この二人の間では連携は造作もない事なのだろう。
直ぐに俺たちは三方向より攻め走り始める。
巨人像の目から出る光線は直線状に伸びてくる。その為、三方向なら一度にやられる心配はない。
誰か一人だけでも巨人像の下に辿り着こうという考えだ。
しかし、相手も甘くはなかった。
俺たちがうねる縄のように不規則な動きで近づいているのを手なり足なりを使い、まるで虫を叩くように攻撃を仕掛けてくる。

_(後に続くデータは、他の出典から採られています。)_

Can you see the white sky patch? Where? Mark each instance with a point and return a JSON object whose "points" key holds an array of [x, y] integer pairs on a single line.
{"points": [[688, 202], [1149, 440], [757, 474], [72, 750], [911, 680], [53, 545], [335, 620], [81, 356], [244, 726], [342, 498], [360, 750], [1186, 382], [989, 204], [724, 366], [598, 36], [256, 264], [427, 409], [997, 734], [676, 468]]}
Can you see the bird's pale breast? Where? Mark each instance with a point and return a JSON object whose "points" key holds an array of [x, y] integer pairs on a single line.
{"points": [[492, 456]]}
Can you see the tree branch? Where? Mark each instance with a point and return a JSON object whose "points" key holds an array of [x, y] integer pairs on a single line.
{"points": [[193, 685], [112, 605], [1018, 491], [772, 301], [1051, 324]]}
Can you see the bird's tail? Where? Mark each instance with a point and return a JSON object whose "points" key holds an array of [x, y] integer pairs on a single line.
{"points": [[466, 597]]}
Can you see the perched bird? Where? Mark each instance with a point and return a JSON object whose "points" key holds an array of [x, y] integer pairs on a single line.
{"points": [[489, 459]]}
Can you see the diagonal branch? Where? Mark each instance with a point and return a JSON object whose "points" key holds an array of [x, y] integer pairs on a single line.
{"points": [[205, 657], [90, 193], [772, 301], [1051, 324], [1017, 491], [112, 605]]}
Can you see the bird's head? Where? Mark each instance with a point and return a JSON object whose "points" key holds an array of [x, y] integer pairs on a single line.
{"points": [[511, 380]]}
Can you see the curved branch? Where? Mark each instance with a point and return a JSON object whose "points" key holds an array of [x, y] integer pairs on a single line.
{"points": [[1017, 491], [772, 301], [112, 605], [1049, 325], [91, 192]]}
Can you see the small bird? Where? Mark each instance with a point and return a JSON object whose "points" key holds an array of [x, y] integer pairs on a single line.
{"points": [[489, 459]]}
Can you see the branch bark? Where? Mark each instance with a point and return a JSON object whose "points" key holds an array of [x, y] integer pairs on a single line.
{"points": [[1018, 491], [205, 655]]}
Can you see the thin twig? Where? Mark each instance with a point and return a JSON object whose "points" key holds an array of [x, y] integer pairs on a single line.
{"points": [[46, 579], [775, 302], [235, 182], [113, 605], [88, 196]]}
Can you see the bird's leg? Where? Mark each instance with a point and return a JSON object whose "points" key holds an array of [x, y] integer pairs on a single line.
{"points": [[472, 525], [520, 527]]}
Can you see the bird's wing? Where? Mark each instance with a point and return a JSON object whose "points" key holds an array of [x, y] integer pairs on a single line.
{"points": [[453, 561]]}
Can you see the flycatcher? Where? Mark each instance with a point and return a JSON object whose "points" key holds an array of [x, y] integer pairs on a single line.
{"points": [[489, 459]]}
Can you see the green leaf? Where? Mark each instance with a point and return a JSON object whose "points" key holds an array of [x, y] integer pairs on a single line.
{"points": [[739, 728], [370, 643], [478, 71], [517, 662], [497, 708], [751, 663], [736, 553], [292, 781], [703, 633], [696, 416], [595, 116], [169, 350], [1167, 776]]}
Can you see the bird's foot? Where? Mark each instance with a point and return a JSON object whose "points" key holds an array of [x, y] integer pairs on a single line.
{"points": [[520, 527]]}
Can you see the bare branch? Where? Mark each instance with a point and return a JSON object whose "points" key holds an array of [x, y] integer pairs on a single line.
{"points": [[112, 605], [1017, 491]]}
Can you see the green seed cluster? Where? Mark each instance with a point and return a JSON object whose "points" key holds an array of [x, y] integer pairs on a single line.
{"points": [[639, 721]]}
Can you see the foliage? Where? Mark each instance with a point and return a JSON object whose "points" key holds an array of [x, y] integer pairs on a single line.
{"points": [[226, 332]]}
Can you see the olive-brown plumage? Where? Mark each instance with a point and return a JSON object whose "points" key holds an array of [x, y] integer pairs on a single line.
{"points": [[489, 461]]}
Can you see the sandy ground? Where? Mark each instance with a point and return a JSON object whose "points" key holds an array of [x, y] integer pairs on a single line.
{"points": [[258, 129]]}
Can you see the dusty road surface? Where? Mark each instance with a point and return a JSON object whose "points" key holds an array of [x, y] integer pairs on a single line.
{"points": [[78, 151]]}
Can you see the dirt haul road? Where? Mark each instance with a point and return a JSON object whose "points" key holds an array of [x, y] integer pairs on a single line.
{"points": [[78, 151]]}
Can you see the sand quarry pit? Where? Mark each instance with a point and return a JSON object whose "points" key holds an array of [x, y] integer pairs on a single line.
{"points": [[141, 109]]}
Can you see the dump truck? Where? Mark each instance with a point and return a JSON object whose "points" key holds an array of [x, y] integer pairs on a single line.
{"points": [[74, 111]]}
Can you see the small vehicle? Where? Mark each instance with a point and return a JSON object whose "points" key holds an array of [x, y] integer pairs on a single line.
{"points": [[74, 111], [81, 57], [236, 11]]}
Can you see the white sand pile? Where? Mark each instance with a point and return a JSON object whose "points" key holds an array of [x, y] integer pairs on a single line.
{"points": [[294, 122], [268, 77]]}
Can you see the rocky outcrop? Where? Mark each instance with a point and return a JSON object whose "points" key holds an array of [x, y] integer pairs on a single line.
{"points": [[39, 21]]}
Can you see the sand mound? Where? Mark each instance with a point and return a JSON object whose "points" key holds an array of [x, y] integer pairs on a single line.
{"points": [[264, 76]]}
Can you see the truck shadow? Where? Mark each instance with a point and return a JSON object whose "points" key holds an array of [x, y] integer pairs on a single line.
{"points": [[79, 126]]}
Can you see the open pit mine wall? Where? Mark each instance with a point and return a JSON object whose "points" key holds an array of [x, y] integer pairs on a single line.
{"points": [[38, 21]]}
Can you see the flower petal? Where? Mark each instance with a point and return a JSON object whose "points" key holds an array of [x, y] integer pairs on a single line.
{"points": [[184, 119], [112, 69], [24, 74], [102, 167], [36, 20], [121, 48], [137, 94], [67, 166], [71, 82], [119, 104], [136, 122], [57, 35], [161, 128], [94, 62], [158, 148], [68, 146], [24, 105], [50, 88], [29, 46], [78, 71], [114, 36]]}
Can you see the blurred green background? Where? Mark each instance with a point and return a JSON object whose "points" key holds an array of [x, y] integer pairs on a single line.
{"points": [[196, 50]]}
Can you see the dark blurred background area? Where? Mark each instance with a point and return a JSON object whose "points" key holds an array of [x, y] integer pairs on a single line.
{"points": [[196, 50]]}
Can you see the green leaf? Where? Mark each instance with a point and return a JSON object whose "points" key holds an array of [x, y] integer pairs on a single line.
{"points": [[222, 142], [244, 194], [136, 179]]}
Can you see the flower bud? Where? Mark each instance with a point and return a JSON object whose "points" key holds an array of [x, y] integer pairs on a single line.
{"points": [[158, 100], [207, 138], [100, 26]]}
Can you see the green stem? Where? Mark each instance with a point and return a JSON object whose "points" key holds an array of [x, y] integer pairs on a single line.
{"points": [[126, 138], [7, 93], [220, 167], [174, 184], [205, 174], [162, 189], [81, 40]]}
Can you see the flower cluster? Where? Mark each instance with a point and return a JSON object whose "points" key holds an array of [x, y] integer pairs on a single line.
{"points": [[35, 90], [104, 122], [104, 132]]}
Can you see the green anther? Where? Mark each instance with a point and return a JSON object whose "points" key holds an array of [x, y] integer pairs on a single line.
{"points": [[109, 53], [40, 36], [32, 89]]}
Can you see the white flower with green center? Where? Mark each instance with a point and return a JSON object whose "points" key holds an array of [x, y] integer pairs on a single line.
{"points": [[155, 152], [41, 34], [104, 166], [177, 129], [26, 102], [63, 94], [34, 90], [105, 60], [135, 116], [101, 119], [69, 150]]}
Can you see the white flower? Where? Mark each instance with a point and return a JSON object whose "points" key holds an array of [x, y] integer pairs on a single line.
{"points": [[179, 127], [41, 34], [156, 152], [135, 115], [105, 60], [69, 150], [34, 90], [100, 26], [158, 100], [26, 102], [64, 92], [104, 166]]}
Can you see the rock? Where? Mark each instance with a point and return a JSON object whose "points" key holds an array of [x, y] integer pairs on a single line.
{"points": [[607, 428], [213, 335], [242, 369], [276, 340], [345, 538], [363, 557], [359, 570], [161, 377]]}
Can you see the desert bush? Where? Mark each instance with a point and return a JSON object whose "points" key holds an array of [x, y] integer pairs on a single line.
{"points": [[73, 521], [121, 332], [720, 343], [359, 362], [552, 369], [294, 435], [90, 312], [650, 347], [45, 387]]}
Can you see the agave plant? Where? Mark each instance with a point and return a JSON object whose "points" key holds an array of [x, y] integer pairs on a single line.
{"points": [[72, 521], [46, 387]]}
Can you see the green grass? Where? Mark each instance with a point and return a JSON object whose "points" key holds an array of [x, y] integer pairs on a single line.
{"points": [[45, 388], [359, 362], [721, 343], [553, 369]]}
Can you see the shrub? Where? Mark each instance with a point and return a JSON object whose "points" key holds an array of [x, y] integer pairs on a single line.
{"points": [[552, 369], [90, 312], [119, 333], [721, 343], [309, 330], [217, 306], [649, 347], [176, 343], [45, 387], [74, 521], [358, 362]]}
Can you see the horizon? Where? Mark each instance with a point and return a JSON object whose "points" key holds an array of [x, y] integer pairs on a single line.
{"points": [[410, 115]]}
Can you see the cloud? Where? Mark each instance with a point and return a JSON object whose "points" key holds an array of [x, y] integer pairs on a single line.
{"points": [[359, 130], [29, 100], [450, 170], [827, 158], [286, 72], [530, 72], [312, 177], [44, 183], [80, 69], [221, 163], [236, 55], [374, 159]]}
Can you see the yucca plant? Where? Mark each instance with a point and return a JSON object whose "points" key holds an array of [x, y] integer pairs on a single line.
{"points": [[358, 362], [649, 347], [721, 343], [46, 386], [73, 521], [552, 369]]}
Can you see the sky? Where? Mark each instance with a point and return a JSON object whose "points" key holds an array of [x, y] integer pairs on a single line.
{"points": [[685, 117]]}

時間とともにそうなっているのか、先程より反射能力が高くなっているように思える。スピードも増し、避けるだけで精一杯な事も増えていく。それも視界も広くなったようで左右で揺さぶってもお構いなし。
ゾアスとラキウスに関しては避けるのに体力を持っていかれているようで一向に近づかせて貰えていない。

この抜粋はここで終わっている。